A diferença é direta no bolso. Cada parcela antecipada tem teto de R$ 500. Com cinco parcelas, o trabalhador leva até R$ 2.500 de uma vez. Depois da virada de outubro, o mesmo contrato entrega no máximo R$ 1.500.
Como funciona a antecipação
A antecipação do saque-aniversário é uma operação de crédito, não um saque. O banco adianta o dinheiro dos saques futuros e fica com o valor que cairia na conta do trabalhador nos próximos aniversários. Sobre o adiantamento incidem juros, e a taxa varia conforme a instituição.
Isso muda a leitura da conta. Antecipar cinco anos significa comprometer cinco aniversários seguintes: em cada um deles, o valor do saque vai direto para o banco, e não para a conta do trabalhador. Quem for demitido nesse intervalo continua sem acesso ao saldo, porque o saque-aniversário substitui o saque-rescisão.
- Até 31/10/2026: até 5 parcelas anuais, com teto de R$ 500 cada, somando até R$ 2.500
- A partir de 1º/11/2026: até 3 parcelas anuais, somando até R$ 1.500
- Valor mínimo por parcela antecipada: R$ 100
- Carência: 90 dias após a adesão ao saque-aniversário para autorizar o banco a consultar o saldo do FGTS
- Contratação: digital, pelo aplicativo ou site da instituição financeira
Quem consegue contratar agora
Só entra na fila quem já aderiu à modalidade saque-aniversário. A adesão é feita no aplicativo do FGTS e vale para os anos seguintes até o trabalhador pedir o retorno ao saque-rescisão. Quem nunca aderiu segue no modelo padrão, que libera o saldo integral em caso de demissão sem justa causa e não permite antecipação.

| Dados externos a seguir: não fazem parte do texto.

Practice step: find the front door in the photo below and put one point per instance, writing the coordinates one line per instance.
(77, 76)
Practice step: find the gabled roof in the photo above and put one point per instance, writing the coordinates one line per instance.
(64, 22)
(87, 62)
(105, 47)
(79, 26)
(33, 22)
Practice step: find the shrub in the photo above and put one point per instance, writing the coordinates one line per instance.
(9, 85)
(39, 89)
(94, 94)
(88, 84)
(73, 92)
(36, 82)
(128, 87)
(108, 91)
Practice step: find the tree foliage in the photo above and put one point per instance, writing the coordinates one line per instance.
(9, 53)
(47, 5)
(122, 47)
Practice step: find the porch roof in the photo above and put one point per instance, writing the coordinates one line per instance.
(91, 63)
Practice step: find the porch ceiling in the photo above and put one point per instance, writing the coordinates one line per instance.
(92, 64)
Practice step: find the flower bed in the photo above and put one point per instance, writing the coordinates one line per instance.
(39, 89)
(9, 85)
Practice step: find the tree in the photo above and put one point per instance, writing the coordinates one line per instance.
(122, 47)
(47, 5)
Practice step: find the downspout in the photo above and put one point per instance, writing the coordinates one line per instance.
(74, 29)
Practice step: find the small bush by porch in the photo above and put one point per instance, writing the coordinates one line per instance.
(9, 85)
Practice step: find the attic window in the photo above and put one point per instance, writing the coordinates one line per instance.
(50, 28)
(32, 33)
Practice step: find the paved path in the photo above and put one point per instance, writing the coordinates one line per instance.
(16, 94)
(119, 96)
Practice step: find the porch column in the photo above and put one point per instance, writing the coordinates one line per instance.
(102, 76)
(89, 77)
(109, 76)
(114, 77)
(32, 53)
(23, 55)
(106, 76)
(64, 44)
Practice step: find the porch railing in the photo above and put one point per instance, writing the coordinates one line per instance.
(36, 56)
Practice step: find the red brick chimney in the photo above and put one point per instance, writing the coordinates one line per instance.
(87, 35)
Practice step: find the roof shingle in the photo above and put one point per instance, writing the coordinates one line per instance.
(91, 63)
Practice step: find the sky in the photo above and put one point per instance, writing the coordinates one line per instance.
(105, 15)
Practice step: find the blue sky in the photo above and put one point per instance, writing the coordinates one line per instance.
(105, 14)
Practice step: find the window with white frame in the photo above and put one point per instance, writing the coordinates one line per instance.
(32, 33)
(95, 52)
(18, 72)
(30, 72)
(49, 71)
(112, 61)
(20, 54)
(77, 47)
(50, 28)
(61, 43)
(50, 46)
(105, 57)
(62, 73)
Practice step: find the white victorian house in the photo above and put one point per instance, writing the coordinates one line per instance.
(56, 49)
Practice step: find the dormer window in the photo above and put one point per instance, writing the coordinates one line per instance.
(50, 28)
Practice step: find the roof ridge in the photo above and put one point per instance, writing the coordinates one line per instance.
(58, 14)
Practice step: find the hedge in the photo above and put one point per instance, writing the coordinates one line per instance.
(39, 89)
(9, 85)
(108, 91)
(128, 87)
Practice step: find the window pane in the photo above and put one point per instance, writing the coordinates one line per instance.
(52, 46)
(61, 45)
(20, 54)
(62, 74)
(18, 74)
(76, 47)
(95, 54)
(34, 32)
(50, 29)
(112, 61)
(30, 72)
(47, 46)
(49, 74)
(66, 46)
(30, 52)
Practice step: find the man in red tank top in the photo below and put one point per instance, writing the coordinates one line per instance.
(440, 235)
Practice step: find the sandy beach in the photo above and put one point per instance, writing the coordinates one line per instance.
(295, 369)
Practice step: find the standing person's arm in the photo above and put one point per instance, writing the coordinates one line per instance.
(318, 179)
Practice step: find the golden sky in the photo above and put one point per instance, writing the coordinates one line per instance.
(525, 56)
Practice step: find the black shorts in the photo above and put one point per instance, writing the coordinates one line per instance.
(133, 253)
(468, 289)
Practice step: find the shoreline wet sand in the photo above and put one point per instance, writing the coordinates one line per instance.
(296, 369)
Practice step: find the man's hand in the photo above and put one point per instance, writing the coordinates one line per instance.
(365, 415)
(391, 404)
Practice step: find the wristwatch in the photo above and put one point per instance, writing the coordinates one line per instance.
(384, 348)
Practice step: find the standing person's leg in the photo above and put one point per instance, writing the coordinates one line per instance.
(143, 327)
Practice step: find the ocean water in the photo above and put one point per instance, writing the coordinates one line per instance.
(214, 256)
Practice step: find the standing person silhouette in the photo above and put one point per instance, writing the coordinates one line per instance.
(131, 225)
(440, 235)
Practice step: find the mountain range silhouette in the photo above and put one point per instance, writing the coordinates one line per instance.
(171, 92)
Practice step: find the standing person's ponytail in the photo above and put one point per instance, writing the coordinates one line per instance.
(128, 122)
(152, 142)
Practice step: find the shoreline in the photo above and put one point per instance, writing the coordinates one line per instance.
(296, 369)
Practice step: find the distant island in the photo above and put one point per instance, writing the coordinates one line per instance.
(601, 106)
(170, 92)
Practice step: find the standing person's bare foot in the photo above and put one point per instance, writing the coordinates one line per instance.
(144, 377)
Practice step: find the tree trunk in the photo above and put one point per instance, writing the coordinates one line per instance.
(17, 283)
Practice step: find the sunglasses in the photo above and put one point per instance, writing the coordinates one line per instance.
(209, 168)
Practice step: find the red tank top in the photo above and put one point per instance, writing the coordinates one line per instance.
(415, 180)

A carência de 90 dias é o ponto que costuma travar o planejamento de última hora. Quem aderir ao saque-aniversário em agosto só consegue autorizar a consulta do saldo em novembro, quando o limite já terá caído para três parcelas. Na prática, a janela dos cinco anos está fechada para quem ainda não é optante.
A Resolução 1.130, de 7 de outubro de 2025, estabeleceu a transição: até 31 de outubro de 2026 podem ser antecipados até cinco saques anuais; depois dessa data, até três.
A conta que precisa ser feita antes
Antecipar cinco anos entrega o maior valor à vista e cobra o maior custo em juros, porque o prazo é mais longo. Antecipar uma ou duas parcelas reduz o adiantamento e também a despesa financeira. Não existe resposta única: a operação faz sentido para quem trocaria uma dívida cara, como rotativo do cartão ou cheque especial, por uma taxa menor, e faz pouco sentido para quem só quer dinheiro extra.
Vale comparar a taxa efetiva entre bancos antes de assinar. A operação é garantida pelo saldo do FGTS, o que costuma derrubar o custo em relação ao crédito pessoal comum, mas a diferença entre instituições continua relevante.
O saque-aniversário permite retirar uma fatia do saldo do Fundo de Garantia todo ano, no mês de aniversário do trabalhador. O percentual liberado cai conforme o saldo cresce: contas de até R$ 500 liberam 50% do total, e as faixas seguintes combinam alíquota menor com parcela fixa. Para entender a lógica da modalidade antes de decidir, veja como funciona o saque-aniversário e quando ele compensa.
Perguntas frequentes
Qual o prazo para antecipar cinco parcelas do saque-aniversário?
Até 31 de outubro de 2026. A partir de 1º de novembro, o limite cai para três parcelas anuais.
Quanto dá para receber antecipando cinco parcelas?
Cada parcela antecipada tem teto de R$ 500, o que soma até R$ 2.500. Depois de outubro, o teto total passa a R$ 1.500.
Quem nunca aderiu ao saque-aniversário consegue antecipar cinco anos?
Na prática, não. A carência é de 90 dias após a adesão, prazo que ultrapassa 31 de outubro para quem aderir agora.